Entgegen den Angaben des Vereins habe die Schule der Bundeswehr nie ein Hausverbot erteilt. Dies könne rein rechtlich nur der Schulleiter. Und weder ihr Vorgänger noch sie habe dies in ihrer bislang dreijährigen Dienstzeit als Schulleiterin getan, sagt Alexandra Haußmann. Deshalb habe sie nach Rücksprache mit dem Lehrerkollegium den Preis abgelehnt. Die Sprecherin des Aachener Friedenspreises, Lea Heuser, räumt ein, diese Entscheidung habe die Vereinsmitglieder herb überrascht. Denn die Schule habe zunächst signalisiert, den Preis annehmen zu wollen. Gesprächsangebote des Vereins habe die Rektorin abgelehnt. Lea Heuser:

O-Ton Heuser
„Es hat auch keinen weiteren Schulkonferenzbeschluss gegeben, der den Preis nun ablehnt oder annimmt oder den ehemaligen Schulkonferenzbeschluss zum Ausschluss der Bundeswehr revidiert. Aber da die Schule nun offensichtlich wirklich nicht mehr hinter diesem Beschluss steht, wird sie von uns natürlich auch keinen Preis aufgezwungen bekommen.“

Ein Konferenzbeschluss, der ein Hausverbot für die Bundeswehr vorsieht? Offenbar ein Missverständnis. Schulleiterin Haußmann sagt, es habe 2010 lediglich einen Beschluss der Schulkonferenz gegeben, die Bundeswehr nicht zu einer schulinternen Berufsmesse einzuladen. Damals habe das Gremium beschlossen, eine Kooperationsvereinbarung, die 2008 zwischen dem nordrhein-westfälischen Bildungsministerium und der Bundeswehr geschlossen wurde, nicht umzusetzen. Gegen eine neue, 2012 geschlossene Kooperationsvereinbarung habe die Schule jedoch nichts einzuwenden. Darin steht, dass Schüler kontroverse Positionen kennenlernen sollen, um politische Entscheidungen nachzuvollziehen und selbst werteorientierte Entscheidungen fällen zu können. Jugendoffiziere der Bundeswehr können demnach ebenso wie Vertreter anderer Institutionen und der Friedensbewegung in den Klassen referieren, auf Einladung der Lehrer. Die Düsseldorfer Gesamtschule hat dieses Angebot der Bundeswehr allerdings bisher nicht angenommen.
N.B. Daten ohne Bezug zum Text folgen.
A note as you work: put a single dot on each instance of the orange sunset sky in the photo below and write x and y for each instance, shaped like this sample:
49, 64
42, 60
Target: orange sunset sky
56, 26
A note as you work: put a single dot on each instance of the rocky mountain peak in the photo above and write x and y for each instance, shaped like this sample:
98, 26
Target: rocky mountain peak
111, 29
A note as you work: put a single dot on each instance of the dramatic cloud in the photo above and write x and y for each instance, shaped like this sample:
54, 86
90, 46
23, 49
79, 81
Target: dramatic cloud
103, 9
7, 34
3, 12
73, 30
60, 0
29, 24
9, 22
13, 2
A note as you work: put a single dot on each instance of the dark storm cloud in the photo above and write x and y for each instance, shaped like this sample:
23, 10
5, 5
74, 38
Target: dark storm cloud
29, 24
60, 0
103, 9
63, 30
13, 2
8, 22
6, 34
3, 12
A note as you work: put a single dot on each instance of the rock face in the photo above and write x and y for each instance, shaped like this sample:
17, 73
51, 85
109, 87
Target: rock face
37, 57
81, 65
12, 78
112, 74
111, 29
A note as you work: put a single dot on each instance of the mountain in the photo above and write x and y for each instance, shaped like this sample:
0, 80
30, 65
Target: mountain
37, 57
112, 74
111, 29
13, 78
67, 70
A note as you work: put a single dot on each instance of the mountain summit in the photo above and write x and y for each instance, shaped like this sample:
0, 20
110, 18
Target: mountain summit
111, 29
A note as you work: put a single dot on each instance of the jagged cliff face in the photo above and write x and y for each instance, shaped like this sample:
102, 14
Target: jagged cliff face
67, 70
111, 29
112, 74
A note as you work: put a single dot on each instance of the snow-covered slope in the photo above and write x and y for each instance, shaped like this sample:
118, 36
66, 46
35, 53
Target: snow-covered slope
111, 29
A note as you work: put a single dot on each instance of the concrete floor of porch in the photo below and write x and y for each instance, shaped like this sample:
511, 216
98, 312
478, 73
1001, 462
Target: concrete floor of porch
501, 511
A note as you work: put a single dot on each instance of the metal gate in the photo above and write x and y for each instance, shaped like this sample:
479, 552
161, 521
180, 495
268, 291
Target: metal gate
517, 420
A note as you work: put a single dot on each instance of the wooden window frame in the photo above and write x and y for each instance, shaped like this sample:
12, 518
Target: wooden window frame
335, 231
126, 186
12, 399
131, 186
Die Bundeswehr hat derzeit 94 Jugendoffiziere. Ihre Hauptaufgabe: Interessierten jungen Leuten die deutsche Sicherheitspolitik zu erläutern. Die Zahl soll nach Angaben des Verteidigungsministeriums stabil bleiben, trotz der Verkleinerung der Streitkräfte. Die Jugendoffiziere haben demnach im vergangenen Jahr über 7.000 Veranstaltungen durchgeführt mit rund 175.000 Teilnehmern. Eine Kooperationsvereinbarung mit der Bundeswehr haben aktuell acht Bundesländer geschlossen: Nordrhein-Westfalen, das Saarland, Rheinland-Pfalz und Baden-Württemberg. Aber auch Bayern, Mecklenburg-Vorpommern, Hessen und Sachsen. Durch die Vereinbarungen sind die Schulen allerdings nicht verpflichtet, Jugendoffiziere im Unterricht auftreten zu lassen. Es handelt sich lediglich um ein Angebot. Ein Angebot, das nicht überall willkommen ist.
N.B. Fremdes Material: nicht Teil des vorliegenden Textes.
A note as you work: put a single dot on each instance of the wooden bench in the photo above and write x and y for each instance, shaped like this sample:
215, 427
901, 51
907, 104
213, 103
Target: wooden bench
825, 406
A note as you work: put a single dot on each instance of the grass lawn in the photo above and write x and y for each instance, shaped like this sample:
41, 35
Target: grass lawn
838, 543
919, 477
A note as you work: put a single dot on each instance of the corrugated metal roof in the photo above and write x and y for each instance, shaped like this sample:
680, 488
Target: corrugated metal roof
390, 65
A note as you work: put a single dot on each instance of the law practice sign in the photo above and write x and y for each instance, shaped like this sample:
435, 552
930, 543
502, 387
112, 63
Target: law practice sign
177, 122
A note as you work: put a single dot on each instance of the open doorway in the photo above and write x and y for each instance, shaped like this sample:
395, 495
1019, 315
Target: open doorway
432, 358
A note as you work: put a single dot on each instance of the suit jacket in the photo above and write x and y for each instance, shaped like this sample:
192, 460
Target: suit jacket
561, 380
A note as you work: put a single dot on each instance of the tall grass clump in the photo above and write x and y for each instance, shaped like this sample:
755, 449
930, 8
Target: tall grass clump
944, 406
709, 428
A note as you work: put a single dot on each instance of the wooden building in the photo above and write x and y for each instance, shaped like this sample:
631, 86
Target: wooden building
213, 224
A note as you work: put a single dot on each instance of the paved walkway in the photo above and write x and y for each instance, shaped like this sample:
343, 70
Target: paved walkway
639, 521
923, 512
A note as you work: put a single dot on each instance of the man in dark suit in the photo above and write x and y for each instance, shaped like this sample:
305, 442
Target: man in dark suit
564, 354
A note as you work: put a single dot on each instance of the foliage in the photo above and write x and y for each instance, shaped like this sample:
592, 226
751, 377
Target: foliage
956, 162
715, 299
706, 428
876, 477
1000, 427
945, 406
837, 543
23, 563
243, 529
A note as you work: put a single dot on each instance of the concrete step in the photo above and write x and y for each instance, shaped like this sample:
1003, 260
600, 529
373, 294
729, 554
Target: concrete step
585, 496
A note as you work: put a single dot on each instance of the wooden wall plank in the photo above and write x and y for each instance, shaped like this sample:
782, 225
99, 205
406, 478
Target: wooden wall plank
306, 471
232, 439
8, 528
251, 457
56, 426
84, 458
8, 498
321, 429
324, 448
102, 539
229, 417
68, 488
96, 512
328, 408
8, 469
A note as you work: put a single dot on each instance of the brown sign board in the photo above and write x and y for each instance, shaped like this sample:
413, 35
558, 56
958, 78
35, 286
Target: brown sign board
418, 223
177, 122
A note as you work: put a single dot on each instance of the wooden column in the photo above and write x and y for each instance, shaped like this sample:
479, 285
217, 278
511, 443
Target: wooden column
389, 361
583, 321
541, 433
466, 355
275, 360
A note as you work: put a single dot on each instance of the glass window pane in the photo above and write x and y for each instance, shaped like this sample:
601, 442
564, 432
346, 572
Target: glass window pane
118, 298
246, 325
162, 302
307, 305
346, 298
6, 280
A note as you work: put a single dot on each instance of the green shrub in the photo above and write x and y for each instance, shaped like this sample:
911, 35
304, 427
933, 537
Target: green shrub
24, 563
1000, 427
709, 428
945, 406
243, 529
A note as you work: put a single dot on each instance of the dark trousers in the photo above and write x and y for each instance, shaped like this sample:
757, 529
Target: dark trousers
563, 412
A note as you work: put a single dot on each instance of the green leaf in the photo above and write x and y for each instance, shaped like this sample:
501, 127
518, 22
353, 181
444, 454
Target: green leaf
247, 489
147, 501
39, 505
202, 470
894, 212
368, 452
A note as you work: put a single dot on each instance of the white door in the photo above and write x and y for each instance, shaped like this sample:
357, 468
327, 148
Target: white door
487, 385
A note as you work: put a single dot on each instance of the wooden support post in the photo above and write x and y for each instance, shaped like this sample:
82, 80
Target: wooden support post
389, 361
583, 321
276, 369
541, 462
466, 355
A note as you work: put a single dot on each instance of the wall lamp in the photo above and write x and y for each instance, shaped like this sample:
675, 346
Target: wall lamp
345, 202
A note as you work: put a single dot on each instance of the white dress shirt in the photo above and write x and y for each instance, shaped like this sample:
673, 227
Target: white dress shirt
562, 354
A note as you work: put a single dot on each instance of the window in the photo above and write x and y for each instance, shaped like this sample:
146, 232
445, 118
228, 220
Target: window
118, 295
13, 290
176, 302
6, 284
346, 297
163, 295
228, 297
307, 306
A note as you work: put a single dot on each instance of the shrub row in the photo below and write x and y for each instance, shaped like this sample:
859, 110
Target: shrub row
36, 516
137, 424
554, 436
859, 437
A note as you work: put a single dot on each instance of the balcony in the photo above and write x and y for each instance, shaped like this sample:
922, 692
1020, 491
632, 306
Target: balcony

Ilka Hoffmann, Vorstandsmitglied der Gewerkschaft Erziehung und Wissenschaft, GEW, ist gegen Kooperationsvereinbarungen und lehnt die Bundeswehr an Schulen ab:

O-Ton Hoffmann
„Wir gehen davon aus, dass diese Aktivitäten der Jugendoffiziere, die in die Schulen gehen, auch mit Rekrutierungswerbung zusammenhängen. Und da sind wir der Meinung, dass das in der Schule keinen Platz haben sollte.“

Nach außen hin präsentierten sich die Streitkräfte häufig als humanitärer Hilfsverein, sagt Hoffmann. Die Kriegsrealität sei aber eine andere. Bei Mitgliedern der Friedensbewegung und Gewerkschaften seien Bildungsministerien häufig besonders restriktiv, während die Bundeswehr privilegiert werde. Durch die Kooperationsvereinbarung seien Schulen prinzipiell gezwungen, mit der Bundeswehr zusammenzuarbeiten, kritisiert die Gewerkschaftsfrau. Ein Hausverbot sei daher ein mutiger und gewagter Schritt:

O-Ton Hoffmann
„Ich denke, es ist schon wenigstens ein kleiner Ausdruck zivilen Ungehorsams, wenn man das in der Schulkonferenz wirklich so festlegt. Das trauen sich nicht so viele. Insofern war das schon richtig, das zu würdigen.“

Ein Hausverbot ist an der Düsseldorfer Gesamtschule allerdings nach Angaben der Schulleiterin nicht verhängt worden.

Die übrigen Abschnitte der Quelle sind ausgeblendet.